We've Moved!
Visit SDSU’s new digital collections website at https://digitalcollections.sdsu.edu
Description
When any person in the world buys or rents a home, that person will definitely think about the location. Surely there are important criteria for a home buyer to choose a location, like good schools, job proximity, and many more but a very important factor is safety. Moreover in this high-tech world, everyone looks for homes online in different websites, but none of these show the most important criteria i.e. “crime related information” for that particular community. These websites show lots of stuff like square feet area, HOA and even street view, but none show safety level. This thesis is motivated by this problem and gives a solution for it. We know massive data sets have become more than commonplace today and with terabytes of data being stored in systems there is now the need to be able to make sense of it from an analytical perspective. Traditional storage and analytical tools and techniques like RDBMS fail to provide the speed and parallel processing that is required to store and effectively analyze these large sets of data.

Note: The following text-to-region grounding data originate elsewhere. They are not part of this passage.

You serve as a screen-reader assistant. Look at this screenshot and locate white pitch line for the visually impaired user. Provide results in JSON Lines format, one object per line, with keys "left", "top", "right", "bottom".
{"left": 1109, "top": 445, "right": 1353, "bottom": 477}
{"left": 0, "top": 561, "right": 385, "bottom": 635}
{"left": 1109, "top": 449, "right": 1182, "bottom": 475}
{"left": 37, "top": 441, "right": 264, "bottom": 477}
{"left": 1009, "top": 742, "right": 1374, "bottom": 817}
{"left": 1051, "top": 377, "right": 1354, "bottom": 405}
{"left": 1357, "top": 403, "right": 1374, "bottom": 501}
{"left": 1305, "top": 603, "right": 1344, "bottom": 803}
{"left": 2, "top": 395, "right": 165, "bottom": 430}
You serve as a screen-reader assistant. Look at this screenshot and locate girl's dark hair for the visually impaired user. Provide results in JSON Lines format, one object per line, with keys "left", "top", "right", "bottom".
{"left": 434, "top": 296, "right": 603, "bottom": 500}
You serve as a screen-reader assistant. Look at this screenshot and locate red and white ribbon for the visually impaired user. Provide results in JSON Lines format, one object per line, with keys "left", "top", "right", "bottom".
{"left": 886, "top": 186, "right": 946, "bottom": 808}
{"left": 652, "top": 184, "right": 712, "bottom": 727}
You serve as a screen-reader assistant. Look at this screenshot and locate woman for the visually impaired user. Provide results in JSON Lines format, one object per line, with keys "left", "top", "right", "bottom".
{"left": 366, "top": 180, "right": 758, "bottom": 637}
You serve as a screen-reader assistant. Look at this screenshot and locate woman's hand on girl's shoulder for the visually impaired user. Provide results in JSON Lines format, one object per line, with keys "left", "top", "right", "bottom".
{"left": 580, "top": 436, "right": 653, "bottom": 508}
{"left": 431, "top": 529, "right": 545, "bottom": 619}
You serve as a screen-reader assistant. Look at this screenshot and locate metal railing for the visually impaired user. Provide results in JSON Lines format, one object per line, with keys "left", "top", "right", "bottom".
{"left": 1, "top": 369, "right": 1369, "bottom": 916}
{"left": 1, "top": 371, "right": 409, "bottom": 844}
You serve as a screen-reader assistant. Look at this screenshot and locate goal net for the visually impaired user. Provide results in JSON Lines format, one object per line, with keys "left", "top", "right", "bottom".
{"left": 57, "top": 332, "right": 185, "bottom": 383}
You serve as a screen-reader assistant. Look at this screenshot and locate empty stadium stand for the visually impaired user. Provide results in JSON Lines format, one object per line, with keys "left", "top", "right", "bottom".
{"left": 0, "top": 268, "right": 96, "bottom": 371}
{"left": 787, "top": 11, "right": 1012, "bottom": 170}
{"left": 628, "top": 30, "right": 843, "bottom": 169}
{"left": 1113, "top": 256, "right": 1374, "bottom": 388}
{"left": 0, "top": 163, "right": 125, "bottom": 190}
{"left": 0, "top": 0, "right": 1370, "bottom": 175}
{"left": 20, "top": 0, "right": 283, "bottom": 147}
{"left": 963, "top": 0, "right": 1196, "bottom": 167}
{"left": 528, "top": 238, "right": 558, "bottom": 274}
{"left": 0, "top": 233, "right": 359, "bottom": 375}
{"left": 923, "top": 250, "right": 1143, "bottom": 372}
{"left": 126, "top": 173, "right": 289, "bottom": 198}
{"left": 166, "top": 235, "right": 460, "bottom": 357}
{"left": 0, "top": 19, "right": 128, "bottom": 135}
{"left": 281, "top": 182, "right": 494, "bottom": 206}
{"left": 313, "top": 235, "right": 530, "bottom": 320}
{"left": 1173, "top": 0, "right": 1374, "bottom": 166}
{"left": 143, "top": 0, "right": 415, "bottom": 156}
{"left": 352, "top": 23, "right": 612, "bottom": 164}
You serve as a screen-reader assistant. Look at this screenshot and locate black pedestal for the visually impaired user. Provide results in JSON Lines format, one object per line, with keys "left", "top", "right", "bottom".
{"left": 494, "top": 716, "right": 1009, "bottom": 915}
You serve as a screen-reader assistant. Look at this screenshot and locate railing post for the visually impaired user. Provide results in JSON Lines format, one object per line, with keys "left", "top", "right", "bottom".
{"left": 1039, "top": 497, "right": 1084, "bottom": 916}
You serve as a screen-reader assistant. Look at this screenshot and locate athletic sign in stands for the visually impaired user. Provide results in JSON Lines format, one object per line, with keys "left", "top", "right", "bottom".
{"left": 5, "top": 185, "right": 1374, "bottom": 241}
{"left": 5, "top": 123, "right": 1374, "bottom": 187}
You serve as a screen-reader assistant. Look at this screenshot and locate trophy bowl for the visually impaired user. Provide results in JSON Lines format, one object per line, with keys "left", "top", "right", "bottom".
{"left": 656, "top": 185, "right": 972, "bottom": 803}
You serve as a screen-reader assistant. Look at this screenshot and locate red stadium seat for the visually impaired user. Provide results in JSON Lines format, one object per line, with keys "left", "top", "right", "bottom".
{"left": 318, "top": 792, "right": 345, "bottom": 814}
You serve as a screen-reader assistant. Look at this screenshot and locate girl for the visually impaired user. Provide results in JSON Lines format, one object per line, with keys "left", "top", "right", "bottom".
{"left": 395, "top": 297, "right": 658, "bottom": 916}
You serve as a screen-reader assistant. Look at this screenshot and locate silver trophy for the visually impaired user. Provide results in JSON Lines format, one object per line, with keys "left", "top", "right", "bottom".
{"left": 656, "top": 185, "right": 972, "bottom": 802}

One such use case is the crime data originating from local PDs. Statisticians estimate that a crime is committed every 5 seconds. Needless to say, such statistics are going to result in a large volume of data in terms of these crimes being reported and to make sense of it we would need some sort of framework to analyze it efficiently. That is where Hadoop, an open source programming framework for distributed computing with massive data sets using a cluster of networked computers, comes into the picture. Map Reduce is a Java based computational framework provided by Apache Hadoop and/or Cloudera to harness the powers of distributed computing to analyze the files stored in the Hadoop file system. This thesis explores the use of MapReduce to analyze Crime data and infer meaningful information from it. This information is then shown in the form of a GIS application which gives a Visual representation, rather than just a simple list of outputs.